Notice what this agent does not do.

It does not immediately write code.

It first builds context.

That is the pattern you want.

Developer agent workflow: GitHub Issue to Code Search to Read Files to Find Tests to Risk Review to Implementation Plan to Human Approval.

How Agents Fail

Agents fail in predictable ways.

They use incomplete context.

They call the wrong tool.

They over-trust tool output.

They make assumptions.

They loop too long.

They produce a plan that sounds good but misses a critical file.

They change behavior without noticing.

They perform an action that should have required approval.

These are not mysterious AI failures. They are workflow design failures.

You reduce them with:

  • smaller tools,
  • better prompts,
  • explicit state,
  • approval gates,
  • audit logs,
  • tests,
  • retry limits,
  • clear outputs,
  • human review.

Observability Matters

If an agent does something useful, you need to know how it got there.

Log:

  • task input,
  • tool calls,
  • tool arguments,
  • tool results,
  • model decisions,
  • approvals,
  • final output,
  • errors,
  • duration.

For example:

JSON
{
  "agent_run_id": "run_123",
  "task": "review_pr",
  "pull_request": 421,
  "tool_calls": [
    {
      "tool": "read_diff",
      "duration_ms": 240
    },
    {
      "tool": "run_phpstan",
      "duration_ms": 12400
    },
    {
      "tool": "post_comment",
      "approved_by": "nazar"
    }
  ],
  "result": "completed"
}

This gives you auditability.

Without logs, you cannot debug the agent.

Final Thought

AI agents are not magical developers.

They are software workflows with a model inside the loop.

That is still powerful.

A workflow that can read, reason, search, call tools, update state, and ask for approval can save real engineering time.

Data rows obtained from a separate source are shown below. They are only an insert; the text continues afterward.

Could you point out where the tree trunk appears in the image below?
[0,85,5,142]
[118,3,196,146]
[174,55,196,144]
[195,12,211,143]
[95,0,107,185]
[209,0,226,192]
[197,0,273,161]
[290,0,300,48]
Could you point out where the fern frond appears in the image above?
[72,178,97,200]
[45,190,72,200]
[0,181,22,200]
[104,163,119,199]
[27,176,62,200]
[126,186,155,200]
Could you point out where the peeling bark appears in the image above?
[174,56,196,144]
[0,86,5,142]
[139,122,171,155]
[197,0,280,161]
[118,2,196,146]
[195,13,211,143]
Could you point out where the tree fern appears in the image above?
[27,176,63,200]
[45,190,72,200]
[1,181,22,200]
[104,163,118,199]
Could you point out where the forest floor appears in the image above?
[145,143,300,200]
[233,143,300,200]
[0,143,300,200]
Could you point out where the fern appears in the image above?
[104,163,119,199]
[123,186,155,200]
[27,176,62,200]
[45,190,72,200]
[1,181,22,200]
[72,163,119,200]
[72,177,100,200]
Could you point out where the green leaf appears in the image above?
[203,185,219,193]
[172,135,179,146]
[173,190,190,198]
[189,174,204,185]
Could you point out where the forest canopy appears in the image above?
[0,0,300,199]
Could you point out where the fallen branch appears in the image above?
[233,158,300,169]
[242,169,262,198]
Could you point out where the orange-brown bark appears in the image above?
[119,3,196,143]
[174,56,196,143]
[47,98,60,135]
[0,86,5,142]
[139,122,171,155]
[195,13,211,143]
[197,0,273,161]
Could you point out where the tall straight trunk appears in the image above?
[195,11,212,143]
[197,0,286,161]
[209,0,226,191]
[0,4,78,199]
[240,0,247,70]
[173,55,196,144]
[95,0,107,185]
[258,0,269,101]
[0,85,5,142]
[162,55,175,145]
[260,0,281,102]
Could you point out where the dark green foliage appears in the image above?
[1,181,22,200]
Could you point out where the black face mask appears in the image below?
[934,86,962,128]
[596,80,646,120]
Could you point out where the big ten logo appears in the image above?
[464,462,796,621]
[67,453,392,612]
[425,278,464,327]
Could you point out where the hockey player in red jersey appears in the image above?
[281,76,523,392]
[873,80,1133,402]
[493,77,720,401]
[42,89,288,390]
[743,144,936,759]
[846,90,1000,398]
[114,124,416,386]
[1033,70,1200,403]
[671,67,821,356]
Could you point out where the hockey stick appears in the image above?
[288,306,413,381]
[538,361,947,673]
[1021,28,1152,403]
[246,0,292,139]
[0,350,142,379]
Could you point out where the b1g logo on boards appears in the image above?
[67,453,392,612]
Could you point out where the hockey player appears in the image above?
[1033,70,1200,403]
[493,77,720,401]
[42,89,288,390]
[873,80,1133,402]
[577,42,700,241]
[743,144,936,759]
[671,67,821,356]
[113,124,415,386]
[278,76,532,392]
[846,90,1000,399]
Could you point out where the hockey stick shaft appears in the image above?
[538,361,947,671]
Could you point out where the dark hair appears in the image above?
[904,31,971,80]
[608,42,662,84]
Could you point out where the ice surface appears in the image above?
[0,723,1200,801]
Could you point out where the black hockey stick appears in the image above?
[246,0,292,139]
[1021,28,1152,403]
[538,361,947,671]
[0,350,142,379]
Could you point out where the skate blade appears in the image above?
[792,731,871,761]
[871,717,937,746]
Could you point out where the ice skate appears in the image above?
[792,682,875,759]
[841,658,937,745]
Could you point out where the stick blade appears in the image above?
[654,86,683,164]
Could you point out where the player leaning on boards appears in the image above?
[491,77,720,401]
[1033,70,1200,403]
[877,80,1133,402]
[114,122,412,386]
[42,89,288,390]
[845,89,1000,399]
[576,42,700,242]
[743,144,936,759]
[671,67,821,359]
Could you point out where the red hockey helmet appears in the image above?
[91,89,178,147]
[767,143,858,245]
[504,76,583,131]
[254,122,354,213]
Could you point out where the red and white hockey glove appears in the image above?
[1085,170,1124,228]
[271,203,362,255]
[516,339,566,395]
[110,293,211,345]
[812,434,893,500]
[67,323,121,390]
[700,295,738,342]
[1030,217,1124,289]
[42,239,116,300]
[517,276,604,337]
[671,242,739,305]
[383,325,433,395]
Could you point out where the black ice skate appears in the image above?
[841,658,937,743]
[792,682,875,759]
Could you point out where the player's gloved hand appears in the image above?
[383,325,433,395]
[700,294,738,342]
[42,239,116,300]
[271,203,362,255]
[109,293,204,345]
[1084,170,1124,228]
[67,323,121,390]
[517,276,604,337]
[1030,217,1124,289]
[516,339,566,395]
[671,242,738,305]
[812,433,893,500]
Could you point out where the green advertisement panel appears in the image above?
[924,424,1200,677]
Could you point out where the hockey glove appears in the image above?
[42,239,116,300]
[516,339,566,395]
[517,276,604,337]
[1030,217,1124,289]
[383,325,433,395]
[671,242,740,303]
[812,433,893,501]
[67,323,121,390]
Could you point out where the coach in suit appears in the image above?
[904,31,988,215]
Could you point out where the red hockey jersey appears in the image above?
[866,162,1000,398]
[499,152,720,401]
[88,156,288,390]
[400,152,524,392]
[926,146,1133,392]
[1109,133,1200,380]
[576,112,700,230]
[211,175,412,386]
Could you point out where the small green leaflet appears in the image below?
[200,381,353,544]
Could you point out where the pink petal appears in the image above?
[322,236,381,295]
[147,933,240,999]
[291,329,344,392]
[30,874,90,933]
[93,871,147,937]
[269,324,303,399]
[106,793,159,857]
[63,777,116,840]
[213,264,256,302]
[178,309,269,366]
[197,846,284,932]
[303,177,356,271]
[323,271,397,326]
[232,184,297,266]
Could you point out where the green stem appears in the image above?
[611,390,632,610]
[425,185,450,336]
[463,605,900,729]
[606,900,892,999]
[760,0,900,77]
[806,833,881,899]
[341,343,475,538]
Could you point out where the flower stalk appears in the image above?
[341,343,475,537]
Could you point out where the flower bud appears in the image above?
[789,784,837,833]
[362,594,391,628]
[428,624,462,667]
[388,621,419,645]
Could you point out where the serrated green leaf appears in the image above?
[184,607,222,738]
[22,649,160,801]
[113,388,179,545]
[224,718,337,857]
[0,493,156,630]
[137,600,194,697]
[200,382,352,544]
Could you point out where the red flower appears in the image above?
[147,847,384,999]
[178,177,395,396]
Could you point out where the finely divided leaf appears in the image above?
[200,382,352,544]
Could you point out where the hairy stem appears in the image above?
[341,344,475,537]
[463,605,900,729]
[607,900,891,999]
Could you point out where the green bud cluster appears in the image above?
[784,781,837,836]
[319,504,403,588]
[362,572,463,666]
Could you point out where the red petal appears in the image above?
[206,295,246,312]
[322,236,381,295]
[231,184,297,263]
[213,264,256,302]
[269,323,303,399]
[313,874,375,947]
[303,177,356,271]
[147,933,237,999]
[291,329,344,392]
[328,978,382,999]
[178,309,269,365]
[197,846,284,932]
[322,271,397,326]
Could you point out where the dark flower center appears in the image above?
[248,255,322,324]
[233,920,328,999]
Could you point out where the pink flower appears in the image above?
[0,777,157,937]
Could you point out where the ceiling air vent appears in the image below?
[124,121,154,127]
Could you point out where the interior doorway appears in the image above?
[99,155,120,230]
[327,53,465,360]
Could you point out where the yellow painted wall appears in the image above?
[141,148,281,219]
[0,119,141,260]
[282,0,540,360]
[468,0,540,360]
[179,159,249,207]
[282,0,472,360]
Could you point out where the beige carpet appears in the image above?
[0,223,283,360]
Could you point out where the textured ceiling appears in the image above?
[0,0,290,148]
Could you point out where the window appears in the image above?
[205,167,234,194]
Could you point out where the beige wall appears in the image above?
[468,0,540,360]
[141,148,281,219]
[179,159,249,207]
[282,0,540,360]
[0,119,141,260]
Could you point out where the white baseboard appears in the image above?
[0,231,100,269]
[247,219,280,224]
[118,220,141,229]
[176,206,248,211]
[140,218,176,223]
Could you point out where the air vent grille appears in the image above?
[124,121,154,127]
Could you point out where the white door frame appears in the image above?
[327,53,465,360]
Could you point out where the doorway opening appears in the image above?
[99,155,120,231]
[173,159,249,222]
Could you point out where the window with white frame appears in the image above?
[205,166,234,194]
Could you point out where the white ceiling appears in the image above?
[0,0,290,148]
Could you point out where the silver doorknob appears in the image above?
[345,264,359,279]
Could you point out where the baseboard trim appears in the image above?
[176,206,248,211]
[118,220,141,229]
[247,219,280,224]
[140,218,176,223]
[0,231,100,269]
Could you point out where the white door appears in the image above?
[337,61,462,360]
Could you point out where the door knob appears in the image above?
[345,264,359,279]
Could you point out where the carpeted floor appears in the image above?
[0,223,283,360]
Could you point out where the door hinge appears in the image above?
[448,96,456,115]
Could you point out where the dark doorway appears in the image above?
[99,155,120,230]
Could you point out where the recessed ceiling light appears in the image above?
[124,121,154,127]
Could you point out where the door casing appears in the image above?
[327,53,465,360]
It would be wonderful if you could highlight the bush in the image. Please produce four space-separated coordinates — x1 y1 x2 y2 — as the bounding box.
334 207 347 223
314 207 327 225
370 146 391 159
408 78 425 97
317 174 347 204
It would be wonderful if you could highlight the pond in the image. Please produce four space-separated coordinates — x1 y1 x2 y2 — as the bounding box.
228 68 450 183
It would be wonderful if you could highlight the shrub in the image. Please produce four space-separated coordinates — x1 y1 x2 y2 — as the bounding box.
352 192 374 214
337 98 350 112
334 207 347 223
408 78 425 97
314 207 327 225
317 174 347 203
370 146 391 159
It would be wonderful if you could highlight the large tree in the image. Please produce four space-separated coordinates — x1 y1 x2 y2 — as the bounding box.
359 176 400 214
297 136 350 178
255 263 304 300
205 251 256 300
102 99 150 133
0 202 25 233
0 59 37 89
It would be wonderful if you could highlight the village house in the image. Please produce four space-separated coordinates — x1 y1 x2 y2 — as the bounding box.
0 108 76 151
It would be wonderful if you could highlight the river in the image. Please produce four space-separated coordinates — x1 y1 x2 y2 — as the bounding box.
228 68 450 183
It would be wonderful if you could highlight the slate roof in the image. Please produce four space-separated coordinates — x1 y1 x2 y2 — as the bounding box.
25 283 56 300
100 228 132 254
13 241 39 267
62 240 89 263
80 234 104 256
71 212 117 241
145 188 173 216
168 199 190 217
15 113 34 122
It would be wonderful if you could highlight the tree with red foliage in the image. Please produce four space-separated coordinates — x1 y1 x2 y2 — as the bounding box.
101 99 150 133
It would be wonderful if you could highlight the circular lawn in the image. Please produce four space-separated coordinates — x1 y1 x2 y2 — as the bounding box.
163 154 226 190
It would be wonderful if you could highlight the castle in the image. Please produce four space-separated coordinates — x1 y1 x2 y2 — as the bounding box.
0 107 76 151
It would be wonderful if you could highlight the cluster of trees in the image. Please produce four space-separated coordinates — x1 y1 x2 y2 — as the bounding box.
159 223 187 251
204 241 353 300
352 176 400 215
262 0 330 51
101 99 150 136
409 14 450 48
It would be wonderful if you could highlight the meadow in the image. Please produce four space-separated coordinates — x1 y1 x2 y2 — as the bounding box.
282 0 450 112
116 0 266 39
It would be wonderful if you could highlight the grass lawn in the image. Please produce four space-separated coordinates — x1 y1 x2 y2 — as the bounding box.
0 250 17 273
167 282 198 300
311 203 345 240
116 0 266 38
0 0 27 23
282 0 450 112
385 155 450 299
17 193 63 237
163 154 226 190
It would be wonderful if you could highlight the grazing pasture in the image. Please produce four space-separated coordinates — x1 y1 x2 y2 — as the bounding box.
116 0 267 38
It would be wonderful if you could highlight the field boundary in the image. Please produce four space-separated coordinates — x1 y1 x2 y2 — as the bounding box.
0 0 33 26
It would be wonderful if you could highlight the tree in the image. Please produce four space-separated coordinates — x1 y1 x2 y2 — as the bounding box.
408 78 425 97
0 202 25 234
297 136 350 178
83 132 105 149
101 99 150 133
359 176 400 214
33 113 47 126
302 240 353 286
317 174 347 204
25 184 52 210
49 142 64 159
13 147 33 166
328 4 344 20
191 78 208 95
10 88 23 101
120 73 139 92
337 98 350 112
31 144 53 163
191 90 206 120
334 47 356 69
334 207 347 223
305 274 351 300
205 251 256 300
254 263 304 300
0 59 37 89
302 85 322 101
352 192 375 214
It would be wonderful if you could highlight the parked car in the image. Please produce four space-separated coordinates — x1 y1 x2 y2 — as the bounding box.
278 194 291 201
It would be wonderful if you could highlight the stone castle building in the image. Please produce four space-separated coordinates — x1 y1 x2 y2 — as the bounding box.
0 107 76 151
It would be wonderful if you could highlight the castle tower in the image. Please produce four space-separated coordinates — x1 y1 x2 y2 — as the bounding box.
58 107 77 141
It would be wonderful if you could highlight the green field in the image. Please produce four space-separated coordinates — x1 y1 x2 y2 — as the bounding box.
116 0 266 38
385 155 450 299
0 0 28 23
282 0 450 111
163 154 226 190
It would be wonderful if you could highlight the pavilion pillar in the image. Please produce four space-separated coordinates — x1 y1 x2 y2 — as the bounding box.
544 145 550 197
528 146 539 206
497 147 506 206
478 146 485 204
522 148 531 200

But only if you design it like software.

Give it narrow tools. Give it permissions. Give it approval gates. Log what it does. Test the workflow. Start with advisory tasks before destructive tasks.

The less magical your agent architecture feels, the more useful it becomes.

Editorial illustration of a reliable AI workflow control panel with logs, permissions, tests, and approval switches.